When Kevin Barbee arrived at Coweta Samaritan Clinic, he hit the ground running.
Getting to know the clinic and its staff, patients, volunteers, providers, and community partners was no small task, according to Barbee.
Six weeks into his work with the clinic, Barbee shares his thoughts about how the clinic works with others in the community, how they tell their story, and how they're going about planning to meet their future needs.
Tell us a little about how your past work has prepared you for this exciting new phase.
“I started out in logistics and supply-chain management in manufacturing consulting groups and moved into nonprofit work at the beginning of 2000. For the last ten years I’ve been working in human services.
Being in the for-profit sector has given me a broad understanding of the leadership skills that transfer into the nonprofit world. And many of the functions and factors that go into running a business—budgets, personnel—transfer into the operation of a nonprofit. I love being part of the community and giving back to the community.”
We can tell that you like working with people.
“I do. I’m especially interested in how working together benefits both community organizations and businesses. When I first moved into the nonprofit world, I noticed there wasn’t a lot of collaboration. Most nonprofits worked in their own little vacuum—even those in the same sector didn’t want to associate with each other.

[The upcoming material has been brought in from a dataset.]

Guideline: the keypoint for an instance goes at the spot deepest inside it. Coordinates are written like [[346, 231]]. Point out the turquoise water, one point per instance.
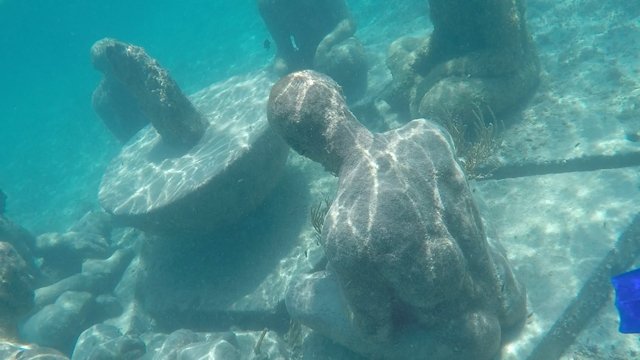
[[54, 149]]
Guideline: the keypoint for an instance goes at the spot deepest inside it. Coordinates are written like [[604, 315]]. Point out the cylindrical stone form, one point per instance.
[[159, 97], [216, 182]]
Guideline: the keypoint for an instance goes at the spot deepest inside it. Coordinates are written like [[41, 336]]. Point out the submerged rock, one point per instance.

They feared encroaching on donors and even those they served. Similarly, the nonprofit and business world were completely separate. But in both worlds, I’ve seen a positive trend toward working together in recent years. Businesses that are engaged in the community want their employees to be more active in the community.

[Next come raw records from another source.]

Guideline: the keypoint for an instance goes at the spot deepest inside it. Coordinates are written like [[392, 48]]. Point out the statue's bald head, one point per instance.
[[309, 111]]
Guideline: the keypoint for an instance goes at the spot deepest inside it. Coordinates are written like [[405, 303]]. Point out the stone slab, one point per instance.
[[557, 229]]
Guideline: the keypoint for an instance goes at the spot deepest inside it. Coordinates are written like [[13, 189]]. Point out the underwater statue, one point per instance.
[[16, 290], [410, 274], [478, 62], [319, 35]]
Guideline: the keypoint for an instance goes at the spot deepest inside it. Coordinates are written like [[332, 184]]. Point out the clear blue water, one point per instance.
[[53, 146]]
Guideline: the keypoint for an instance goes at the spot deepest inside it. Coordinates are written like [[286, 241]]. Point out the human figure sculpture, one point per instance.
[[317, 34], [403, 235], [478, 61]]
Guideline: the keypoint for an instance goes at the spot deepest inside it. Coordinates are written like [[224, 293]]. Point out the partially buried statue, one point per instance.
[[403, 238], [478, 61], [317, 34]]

And many younger employees who are joining the workforce come in asking how they can give back to the community. Positions like corporate sustainability or engagement specialist didn’t exist just a few years ago.”
What are you discovering about our community?
“I’ve lived in Coweta County for about 20 years, so I have a pretty good awareness of the community. But we’re so large and diverse that often people from different areas of the county—Newnan, Sharpsburg, Moreland, Grantville—don’t know what’s going on elsewhere in the county.
And many don’t know about Coweta Samaritan Clinic! There’s so much potential to reach out to those who want to be involved. The foundation of the organization is really strong, and I’m excited about building on that.
I’m very active in the nonprofit alliance in the Chamber of Commerce and a member of the nonprofit leadership group that includes Newnan Utilities, Coweta Foundation, and Communities in Schools, among others. I look forward to working with leaders in every sector to pull together to benefit everyone.”
If you had to describe the Clinic to someone—give them the “elevator speech”—what would you say?
“It’s easy to say that we provide primary medical care for adult residents of Coweta County without insurance. But that does not convey the scope of what we do. People come to us because they need to see a doctor, and they have nowhere else to go. And when they get here, we find they have a host of complex medical issues.
Because of our staff and Dr. Crosby’s relationships with medical providers and the generosity of our community, we can refer a patient to any medical specialty in the community.
And when you add dental and optical care to that—it’s a tall building and a long elevator ride! This is about the Clinic becoming a medical home for our patients and us helping them manage chronic diseases and complex medical issues.”
So what is your vision for the Coweta Samaritan Clinic?
We’re committed to this model of addressing all of a patient’s needs with high-quality care. By March of 2019, we have served almost 1,600 individual patients since we opened our doors in 2011, but we have had over 20,000+ total patient visits.
Chronically ill patients need multiple visits to work through many issues. So our big challenge is not just increasing patient count. If we want to increase the number of patients we serve, we have to be very careful in planning our path forward. First, we have to build the infrastructure to serve those patients, and then we can move toward increasing the number of patients.
This will start with conversations with the people who are providing services for us, so that the demand doesn’t exceed what they can provide. Part of my vision is to be out in the community connecting with people who can be part of our work.
It’s an exciting time to be in this position! Every day that I’m here validates my decision to accept the challenge and honor of leading this amazing organization.